Looking longingly up at Goro, the red, gibbous moon, he thought, “What a night this would be to dance the Dum-Dum with a few of the old gang!” But of the Mangani, the great apes who had raised him from his infancy, few yet survived; and their descendants tended to avoid him, wary of his smell—human, yet
not
-human . . . Tarzan sighed and stretched his mighty arms up toward the star-sown jungle sky . . . and especially toward the brilliant red dot low in the west, stubbornly refusing to be rendered invisible by
the moonlight.
Mars, god of war—the Warrior Planet! Perhaps it has always drawn me because I was born a warrior, and had to remain so to survive. Mars . . . Mars . . .
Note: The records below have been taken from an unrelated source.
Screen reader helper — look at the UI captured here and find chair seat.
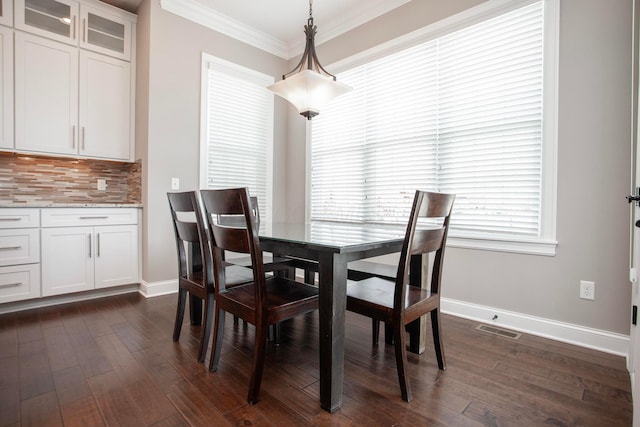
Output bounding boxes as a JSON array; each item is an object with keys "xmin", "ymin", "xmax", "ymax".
[
  {"xmin": 218, "ymin": 276, "xmax": 318, "ymax": 324},
  {"xmin": 347, "ymin": 259, "xmax": 398, "ymax": 281},
  {"xmin": 227, "ymin": 254, "xmax": 292, "ymax": 271},
  {"xmin": 347, "ymin": 277, "xmax": 436, "ymax": 320}
]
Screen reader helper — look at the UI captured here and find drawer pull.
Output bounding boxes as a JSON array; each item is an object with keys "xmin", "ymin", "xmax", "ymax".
[{"xmin": 0, "ymin": 282, "xmax": 22, "ymax": 289}]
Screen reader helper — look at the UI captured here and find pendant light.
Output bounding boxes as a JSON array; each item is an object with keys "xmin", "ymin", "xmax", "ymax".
[{"xmin": 267, "ymin": 0, "xmax": 352, "ymax": 120}]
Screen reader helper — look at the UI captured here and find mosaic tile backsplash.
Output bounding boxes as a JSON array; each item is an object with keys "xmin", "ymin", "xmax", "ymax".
[{"xmin": 0, "ymin": 153, "xmax": 142, "ymax": 204}]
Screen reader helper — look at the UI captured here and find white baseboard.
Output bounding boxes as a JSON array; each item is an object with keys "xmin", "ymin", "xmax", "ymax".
[
  {"xmin": 0, "ymin": 283, "xmax": 138, "ymax": 314},
  {"xmin": 138, "ymin": 280, "xmax": 178, "ymax": 298},
  {"xmin": 441, "ymin": 298, "xmax": 630, "ymax": 357}
]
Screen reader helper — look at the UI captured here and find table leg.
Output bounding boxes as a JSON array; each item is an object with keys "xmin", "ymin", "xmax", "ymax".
[{"xmin": 318, "ymin": 253, "xmax": 347, "ymax": 413}]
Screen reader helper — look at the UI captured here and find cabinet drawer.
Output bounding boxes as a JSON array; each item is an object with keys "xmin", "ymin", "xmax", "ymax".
[
  {"xmin": 42, "ymin": 208, "xmax": 138, "ymax": 227},
  {"xmin": 0, "ymin": 228, "xmax": 40, "ymax": 266},
  {"xmin": 0, "ymin": 264, "xmax": 40, "ymax": 303},
  {"xmin": 0, "ymin": 208, "xmax": 40, "ymax": 229}
]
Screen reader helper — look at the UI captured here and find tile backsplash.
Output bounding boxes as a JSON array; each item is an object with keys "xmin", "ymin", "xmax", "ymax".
[{"xmin": 0, "ymin": 153, "xmax": 142, "ymax": 204}]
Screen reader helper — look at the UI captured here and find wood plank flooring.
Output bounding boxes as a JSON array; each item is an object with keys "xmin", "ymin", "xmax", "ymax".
[{"xmin": 0, "ymin": 294, "xmax": 632, "ymax": 426}]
In a strangely detached manner, he felt the soul being drawn out of his body, taking flight toward the glow above . . .
beyond
the glow. He clutched the knife that dangled on the rawhide cord at his throat, and felt it seemingly dissolve in his hands—then there was only intense cold—then: nothing . . .
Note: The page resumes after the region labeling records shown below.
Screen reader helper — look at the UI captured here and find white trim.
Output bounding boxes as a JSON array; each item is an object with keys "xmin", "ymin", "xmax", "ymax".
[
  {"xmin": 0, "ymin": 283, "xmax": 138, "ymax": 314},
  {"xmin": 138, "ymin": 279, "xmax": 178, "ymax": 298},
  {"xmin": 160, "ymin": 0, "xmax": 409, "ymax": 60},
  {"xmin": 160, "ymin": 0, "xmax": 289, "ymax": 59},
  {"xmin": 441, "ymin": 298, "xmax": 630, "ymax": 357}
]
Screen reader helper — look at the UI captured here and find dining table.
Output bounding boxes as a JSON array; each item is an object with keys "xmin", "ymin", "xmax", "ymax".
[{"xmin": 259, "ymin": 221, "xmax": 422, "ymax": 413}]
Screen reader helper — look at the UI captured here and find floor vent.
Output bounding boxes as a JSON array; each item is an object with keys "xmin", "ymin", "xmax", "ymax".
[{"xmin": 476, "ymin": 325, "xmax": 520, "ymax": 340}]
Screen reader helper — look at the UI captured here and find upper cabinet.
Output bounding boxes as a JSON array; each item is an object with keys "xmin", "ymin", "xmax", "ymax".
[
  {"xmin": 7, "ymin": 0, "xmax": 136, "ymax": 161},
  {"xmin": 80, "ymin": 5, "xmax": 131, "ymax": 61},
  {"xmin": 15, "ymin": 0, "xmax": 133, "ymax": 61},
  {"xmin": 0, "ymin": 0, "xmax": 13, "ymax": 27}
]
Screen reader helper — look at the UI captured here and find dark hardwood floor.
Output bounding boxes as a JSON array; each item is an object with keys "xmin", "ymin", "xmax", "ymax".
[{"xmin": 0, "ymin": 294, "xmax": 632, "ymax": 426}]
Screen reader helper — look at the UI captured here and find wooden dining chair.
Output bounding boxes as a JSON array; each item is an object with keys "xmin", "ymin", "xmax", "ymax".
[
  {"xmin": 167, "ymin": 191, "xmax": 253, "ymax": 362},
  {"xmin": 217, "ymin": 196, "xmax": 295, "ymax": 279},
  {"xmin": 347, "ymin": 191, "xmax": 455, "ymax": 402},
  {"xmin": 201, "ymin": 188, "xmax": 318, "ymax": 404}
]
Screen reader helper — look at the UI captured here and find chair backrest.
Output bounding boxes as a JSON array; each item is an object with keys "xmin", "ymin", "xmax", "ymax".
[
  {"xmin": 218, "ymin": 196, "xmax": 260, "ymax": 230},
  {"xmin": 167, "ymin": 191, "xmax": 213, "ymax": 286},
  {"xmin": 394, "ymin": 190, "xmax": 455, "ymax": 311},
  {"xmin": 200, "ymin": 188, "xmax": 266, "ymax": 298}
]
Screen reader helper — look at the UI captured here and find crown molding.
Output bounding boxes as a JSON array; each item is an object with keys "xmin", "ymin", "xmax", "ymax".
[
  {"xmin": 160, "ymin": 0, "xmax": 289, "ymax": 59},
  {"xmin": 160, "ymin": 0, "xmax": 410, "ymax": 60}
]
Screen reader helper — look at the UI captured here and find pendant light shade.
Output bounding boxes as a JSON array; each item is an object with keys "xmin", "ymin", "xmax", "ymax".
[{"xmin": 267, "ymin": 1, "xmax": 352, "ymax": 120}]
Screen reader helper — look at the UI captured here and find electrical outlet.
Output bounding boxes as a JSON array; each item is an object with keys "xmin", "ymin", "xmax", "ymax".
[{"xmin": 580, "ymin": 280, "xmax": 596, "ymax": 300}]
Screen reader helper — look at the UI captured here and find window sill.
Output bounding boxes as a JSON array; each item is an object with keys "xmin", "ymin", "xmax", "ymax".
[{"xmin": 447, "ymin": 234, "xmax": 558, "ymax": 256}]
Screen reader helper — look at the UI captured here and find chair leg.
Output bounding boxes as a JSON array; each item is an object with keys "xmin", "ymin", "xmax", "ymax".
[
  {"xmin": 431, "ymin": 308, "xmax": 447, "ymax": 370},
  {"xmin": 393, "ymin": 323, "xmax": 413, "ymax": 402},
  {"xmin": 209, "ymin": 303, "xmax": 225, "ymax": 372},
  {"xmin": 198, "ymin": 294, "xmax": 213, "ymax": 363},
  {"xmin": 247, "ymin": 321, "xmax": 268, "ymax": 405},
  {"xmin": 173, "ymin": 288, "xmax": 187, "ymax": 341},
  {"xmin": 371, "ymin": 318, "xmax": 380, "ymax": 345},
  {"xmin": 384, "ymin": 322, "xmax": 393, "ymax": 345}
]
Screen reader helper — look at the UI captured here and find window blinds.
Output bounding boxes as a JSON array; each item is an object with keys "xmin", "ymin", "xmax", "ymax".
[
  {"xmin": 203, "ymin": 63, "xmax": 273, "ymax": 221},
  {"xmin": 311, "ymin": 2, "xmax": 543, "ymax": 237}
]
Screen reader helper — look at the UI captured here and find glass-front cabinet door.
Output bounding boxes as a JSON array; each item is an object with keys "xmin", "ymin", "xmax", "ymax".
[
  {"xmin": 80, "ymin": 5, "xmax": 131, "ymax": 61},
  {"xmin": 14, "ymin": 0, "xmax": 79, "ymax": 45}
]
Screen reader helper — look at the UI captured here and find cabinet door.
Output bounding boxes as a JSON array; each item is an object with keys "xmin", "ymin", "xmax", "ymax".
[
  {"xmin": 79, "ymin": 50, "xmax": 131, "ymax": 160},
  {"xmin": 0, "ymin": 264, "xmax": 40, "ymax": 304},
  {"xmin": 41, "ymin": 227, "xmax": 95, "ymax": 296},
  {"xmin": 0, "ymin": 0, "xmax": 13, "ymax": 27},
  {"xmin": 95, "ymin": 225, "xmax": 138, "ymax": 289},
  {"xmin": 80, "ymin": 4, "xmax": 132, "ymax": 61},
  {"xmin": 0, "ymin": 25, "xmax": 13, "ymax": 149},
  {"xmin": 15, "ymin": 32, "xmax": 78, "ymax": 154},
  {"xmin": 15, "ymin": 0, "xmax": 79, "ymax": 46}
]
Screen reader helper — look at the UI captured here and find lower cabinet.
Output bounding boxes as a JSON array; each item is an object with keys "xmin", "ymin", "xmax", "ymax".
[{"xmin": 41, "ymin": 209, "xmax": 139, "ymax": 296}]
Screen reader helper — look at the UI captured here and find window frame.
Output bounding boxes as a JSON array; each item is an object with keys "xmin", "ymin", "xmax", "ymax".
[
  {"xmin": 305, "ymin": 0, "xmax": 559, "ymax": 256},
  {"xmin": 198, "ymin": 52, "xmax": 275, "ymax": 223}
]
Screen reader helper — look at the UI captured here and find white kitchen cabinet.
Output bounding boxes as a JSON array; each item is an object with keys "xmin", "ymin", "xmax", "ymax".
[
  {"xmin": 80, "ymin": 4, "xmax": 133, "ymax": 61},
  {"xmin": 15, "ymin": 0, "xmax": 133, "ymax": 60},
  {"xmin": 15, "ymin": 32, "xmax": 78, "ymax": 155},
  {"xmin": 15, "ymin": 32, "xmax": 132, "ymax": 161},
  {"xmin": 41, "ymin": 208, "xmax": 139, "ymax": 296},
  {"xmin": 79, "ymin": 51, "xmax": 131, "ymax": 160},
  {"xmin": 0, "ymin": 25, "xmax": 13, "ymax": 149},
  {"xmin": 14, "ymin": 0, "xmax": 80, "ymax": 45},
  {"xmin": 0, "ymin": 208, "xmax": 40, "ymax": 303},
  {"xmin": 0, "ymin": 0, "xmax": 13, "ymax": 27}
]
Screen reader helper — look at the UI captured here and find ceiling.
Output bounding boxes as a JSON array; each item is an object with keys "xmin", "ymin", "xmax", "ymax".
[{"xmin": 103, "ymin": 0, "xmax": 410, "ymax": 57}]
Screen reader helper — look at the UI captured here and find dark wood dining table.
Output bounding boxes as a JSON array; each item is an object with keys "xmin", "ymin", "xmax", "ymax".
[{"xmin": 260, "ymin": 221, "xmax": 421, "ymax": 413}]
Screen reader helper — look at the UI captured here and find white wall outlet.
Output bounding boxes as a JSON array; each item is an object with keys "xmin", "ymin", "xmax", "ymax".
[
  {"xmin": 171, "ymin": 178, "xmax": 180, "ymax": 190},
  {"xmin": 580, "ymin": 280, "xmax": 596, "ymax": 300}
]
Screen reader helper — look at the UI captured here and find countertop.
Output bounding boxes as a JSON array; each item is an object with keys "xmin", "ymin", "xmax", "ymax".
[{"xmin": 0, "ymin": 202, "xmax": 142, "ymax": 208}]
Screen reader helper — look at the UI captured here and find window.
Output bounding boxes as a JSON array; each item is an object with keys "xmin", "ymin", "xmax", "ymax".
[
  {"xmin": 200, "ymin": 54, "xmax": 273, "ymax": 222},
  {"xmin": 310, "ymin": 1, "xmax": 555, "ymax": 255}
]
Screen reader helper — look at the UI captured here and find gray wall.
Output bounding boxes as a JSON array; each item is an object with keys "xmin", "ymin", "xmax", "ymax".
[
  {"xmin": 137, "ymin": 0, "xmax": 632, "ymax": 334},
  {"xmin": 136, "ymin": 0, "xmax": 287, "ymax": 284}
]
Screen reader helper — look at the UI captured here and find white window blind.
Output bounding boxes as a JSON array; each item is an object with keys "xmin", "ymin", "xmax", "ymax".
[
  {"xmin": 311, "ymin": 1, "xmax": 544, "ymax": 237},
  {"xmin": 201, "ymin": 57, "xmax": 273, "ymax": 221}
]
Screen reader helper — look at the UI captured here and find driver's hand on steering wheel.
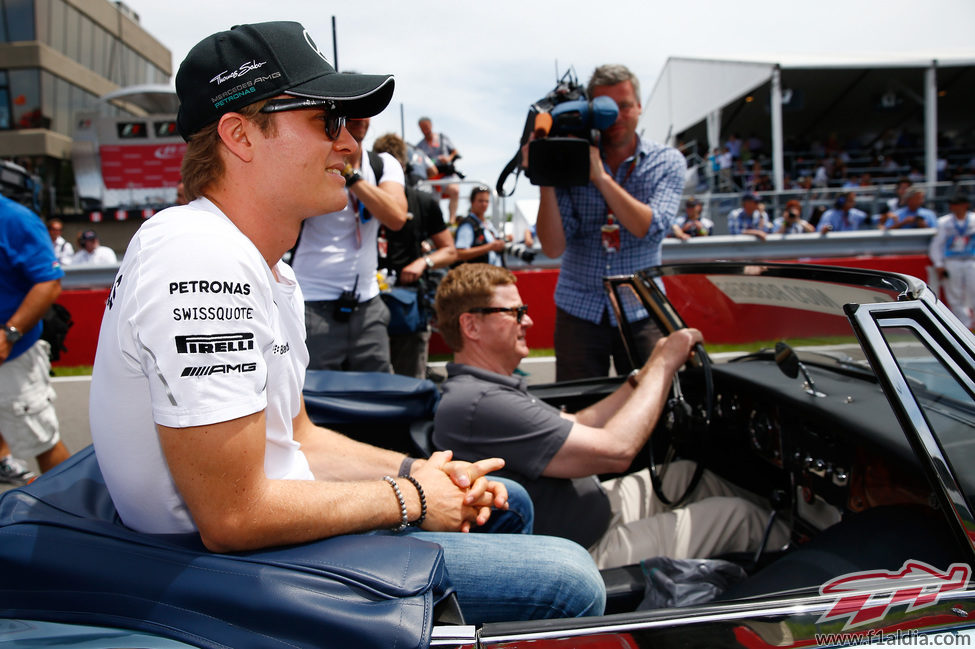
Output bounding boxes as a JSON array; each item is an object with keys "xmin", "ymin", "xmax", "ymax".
[{"xmin": 644, "ymin": 328, "xmax": 704, "ymax": 373}]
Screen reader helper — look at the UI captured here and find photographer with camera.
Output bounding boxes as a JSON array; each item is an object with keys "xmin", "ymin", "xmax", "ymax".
[
  {"xmin": 537, "ymin": 65, "xmax": 687, "ymax": 381},
  {"xmin": 455, "ymin": 185, "xmax": 505, "ymax": 266},
  {"xmin": 416, "ymin": 117, "xmax": 464, "ymax": 223},
  {"xmin": 291, "ymin": 118, "xmax": 407, "ymax": 373}
]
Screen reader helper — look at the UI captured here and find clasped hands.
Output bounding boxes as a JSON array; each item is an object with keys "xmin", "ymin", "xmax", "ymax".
[{"xmin": 411, "ymin": 451, "xmax": 508, "ymax": 532}]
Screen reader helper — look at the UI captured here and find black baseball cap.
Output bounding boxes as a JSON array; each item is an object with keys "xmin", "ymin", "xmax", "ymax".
[{"xmin": 176, "ymin": 21, "xmax": 394, "ymax": 140}]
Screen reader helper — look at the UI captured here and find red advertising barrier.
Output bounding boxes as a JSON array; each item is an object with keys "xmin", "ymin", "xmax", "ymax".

Tarzan came to consciousness sprawled naked on dry, hot sand: somewhat dazed and disoriented, but apparently entirely himself in his own body, and in no least doubt of where he had been transmigrated to.
This is Mars,
he knew, just as surely as he had no slightest grasp on the means or purpose of his unbidden transport. The sky overhead was of a pale, Earthlike blue, but with a curious transparency about it, as though one could almost see through it to the pure blackness of deepest space beyond. There were two moons in this sky, brightly visible even in daylight, and both moving, as he stared, distinctly more swiftly than the satellite he knew. Of all the lost worlds and colonies that Tarzan had discovered on—and even within—his own planet, none had ever made him feel so lonely as he felt now.